Dakar, 2 février 2025 – Dans un contexte marqué par des tensions récurrentes entre forces de l’ordre et professionnels des médias, une rencontre inédite s’est tenue à Dakar. À l’initiative de la police nationale sénégalaise, journalistes et agents des forces de sécurité ont échangé autour du thème « Droit à l’information et maintien de l’ordre », une tentative de renouer le dialogue après des années de crispation.
Des tensions héritées des crises politiques récentes
Entre 2021 et 2024, le Sénégal a connu plusieurs vagues de contestation, souvent marquées par une répression policière sévère. Journalistes arrêtés, matériels confisqués, agressions physiques : les violences ont laissé des séquelles profondes dans les relations entre la presse et les forces de l’ordre. En février 2024, Absa Hann, une journaliste, avait été frappée par un policier alors qu’elle couvrait une manifestation contre le report de l’élection présidentielle. Sa présence à la tribune lors de cette rencontre symbolise la nécessité d’un dialogue pour panser les blessures.

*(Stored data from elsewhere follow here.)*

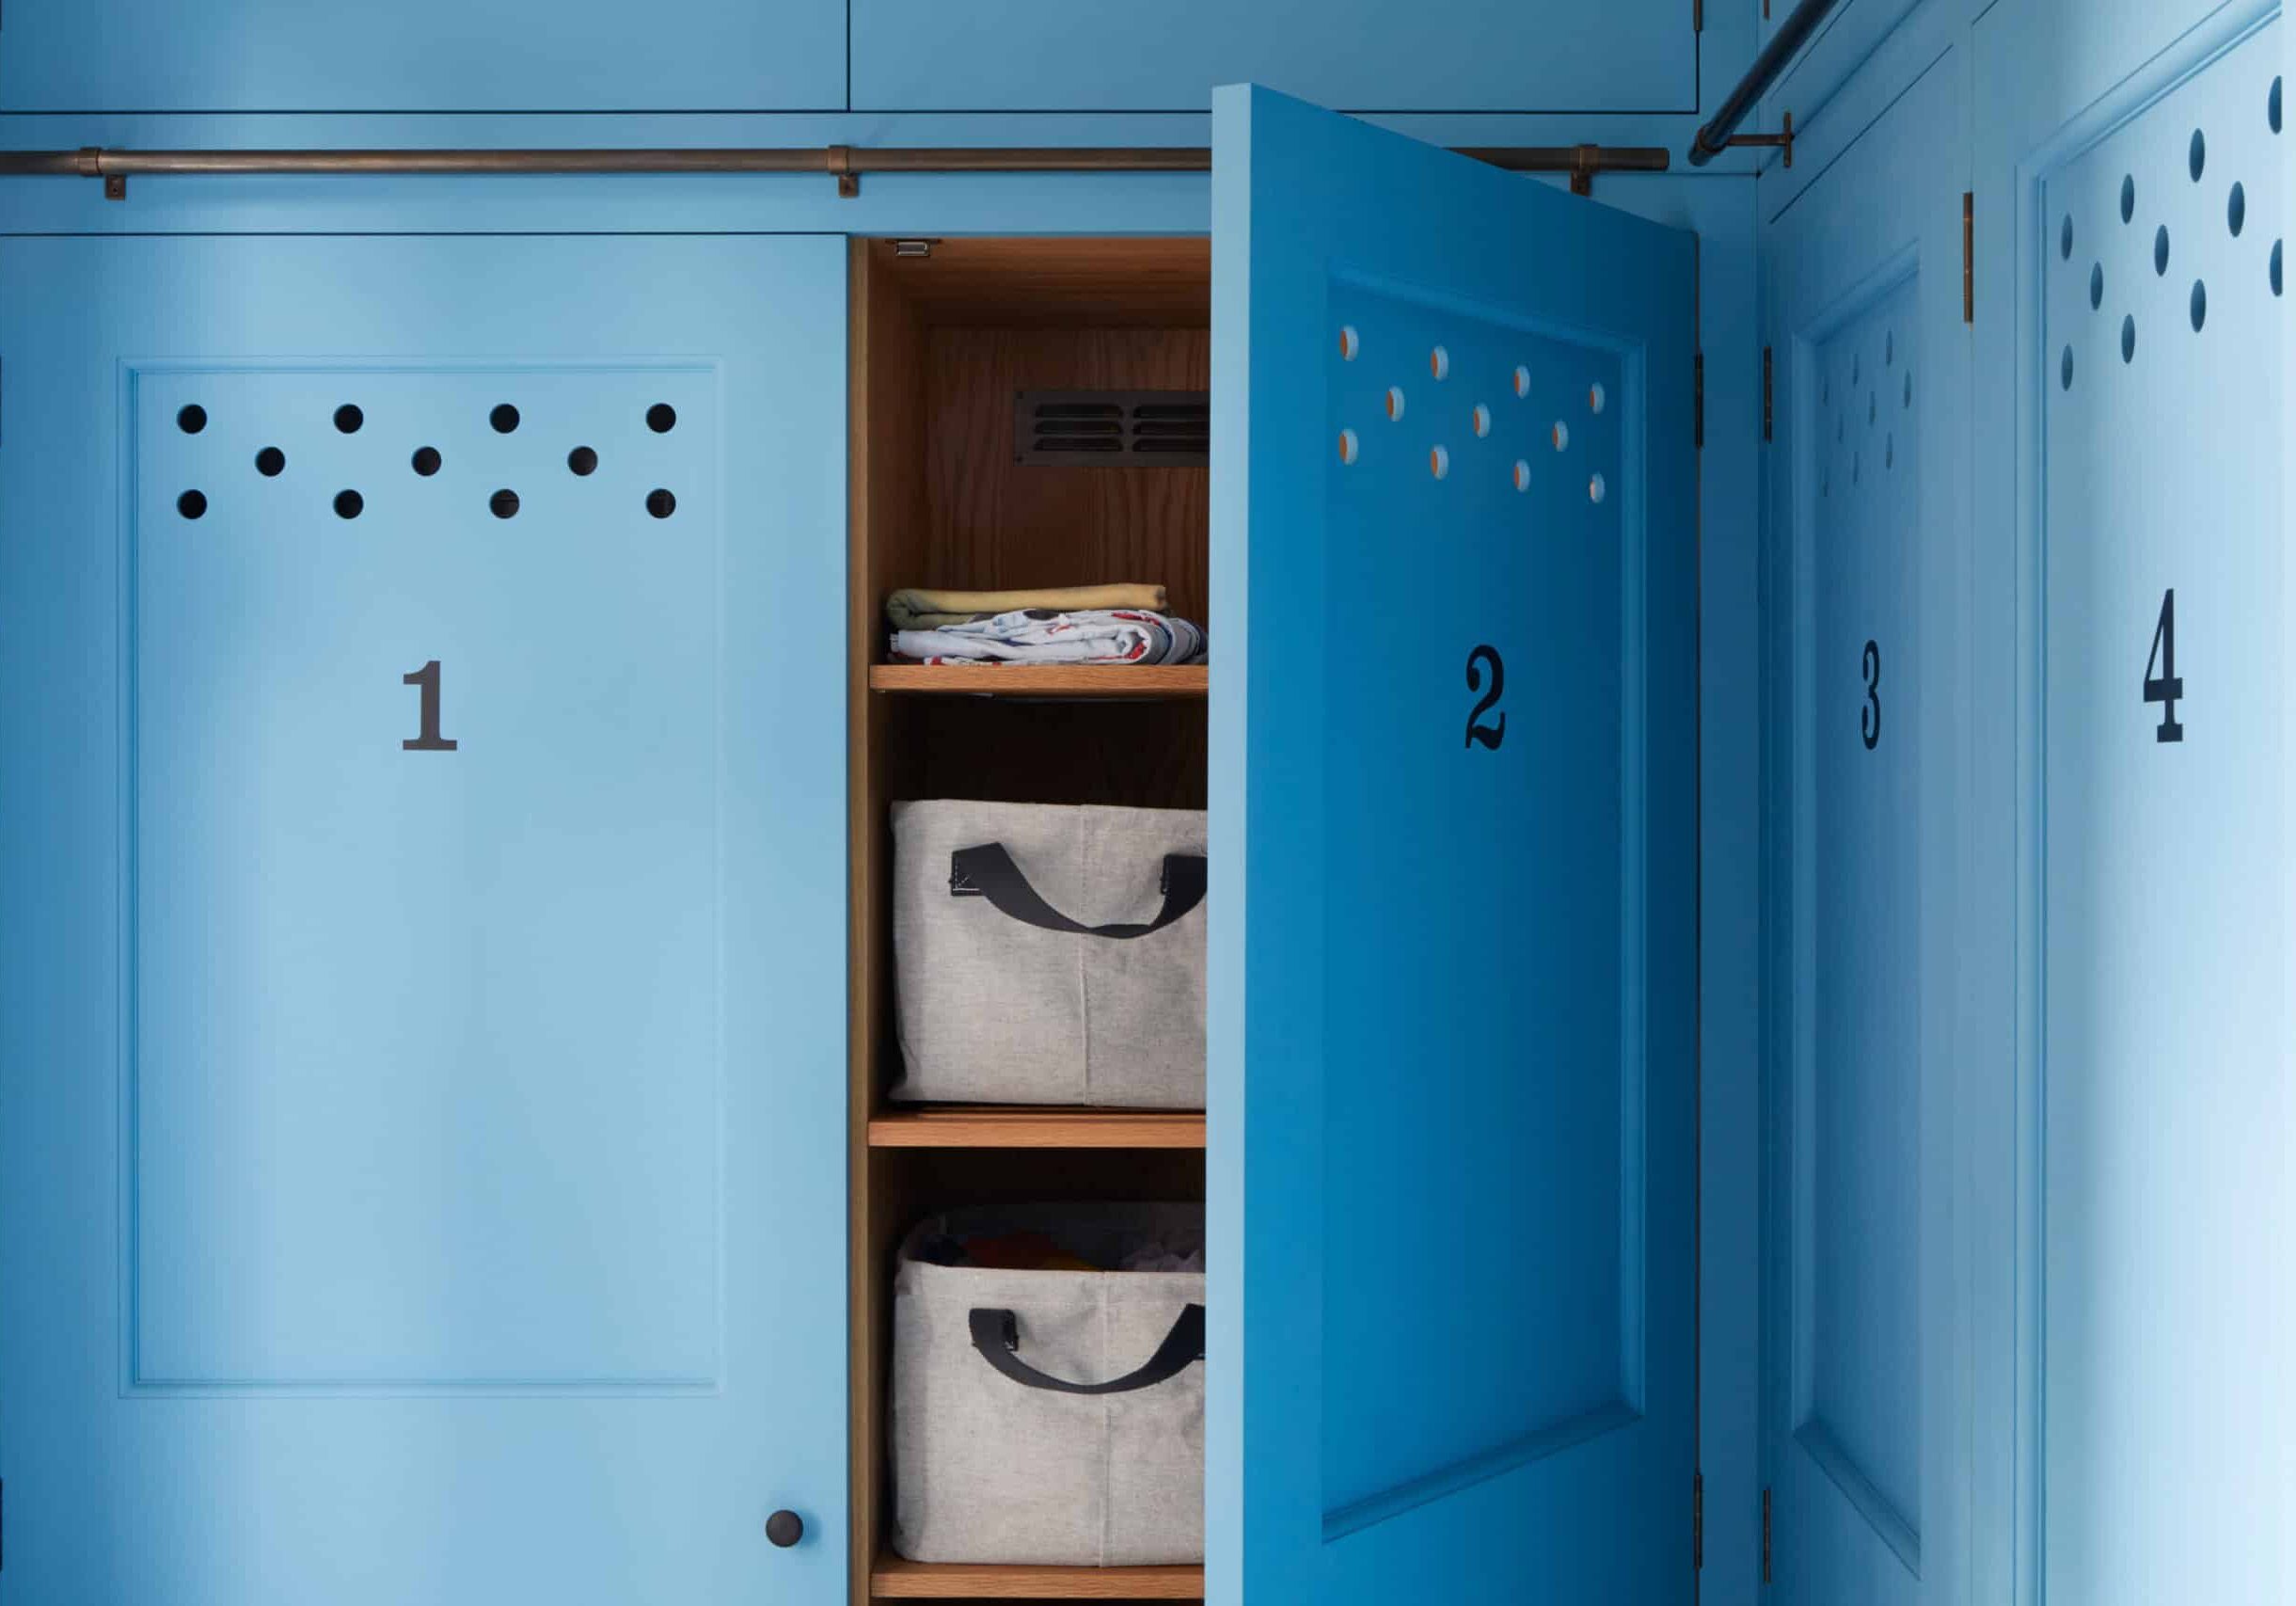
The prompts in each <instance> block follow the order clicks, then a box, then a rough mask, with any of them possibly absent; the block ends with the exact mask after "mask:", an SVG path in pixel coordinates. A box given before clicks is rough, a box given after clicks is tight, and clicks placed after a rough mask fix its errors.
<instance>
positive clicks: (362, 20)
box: [0, 0, 845, 113]
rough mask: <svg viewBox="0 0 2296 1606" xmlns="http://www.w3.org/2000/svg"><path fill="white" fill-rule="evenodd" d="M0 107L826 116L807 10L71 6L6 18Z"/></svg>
mask: <svg viewBox="0 0 2296 1606" xmlns="http://www.w3.org/2000/svg"><path fill="white" fill-rule="evenodd" d="M0 106H5V108H7V110H11V113H90V110H158V113H170V110H202V113H209V110H239V113H280V110H367V113H409V110H418V113H455V110H505V113H533V110H631V113H636V110H776V108H785V110H829V108H843V106H845V11H843V7H833V5H822V2H820V0H769V2H755V0H751V2H748V5H723V0H664V2H661V5H618V2H615V0H574V2H572V5H567V2H556V5H546V2H544V0H402V2H400V5H390V7H370V5H310V2H308V0H73V5H18V7H11V9H9V14H7V51H0Z"/></svg>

Un besoin urgent de restaurer la confiance
« Il faut que nous nous parlions », a insisté le commissaire Ndiaga Diop, qui représentait la police nationale. « Nous devons trouver un terrain d’entente pour que la presse puisse exercer librement son travail sans que nos missions de maintien de l’ordre soient entravées. »
Cependant, pour les représentants des médias, les paroles doivent se traduire en actes. Ibrahima Lissa Faye, président de la Coordination nationale des associations de presse, rappelle que plus de 60 journalistes ont été agressés ces dernières années, sans que les plaintes aboutissent. « Nous ne pouvons pas avancer sans justice. Il faut des sanctions claires contre les auteurs de ces violences. »
Des pistes concrètes pour l’avenir
Au-delà des constats, plusieurs solutions ont émergé lors des discussions :
Mise en place d’une accréditation officielle pour les journalistes couvrant les manifestations.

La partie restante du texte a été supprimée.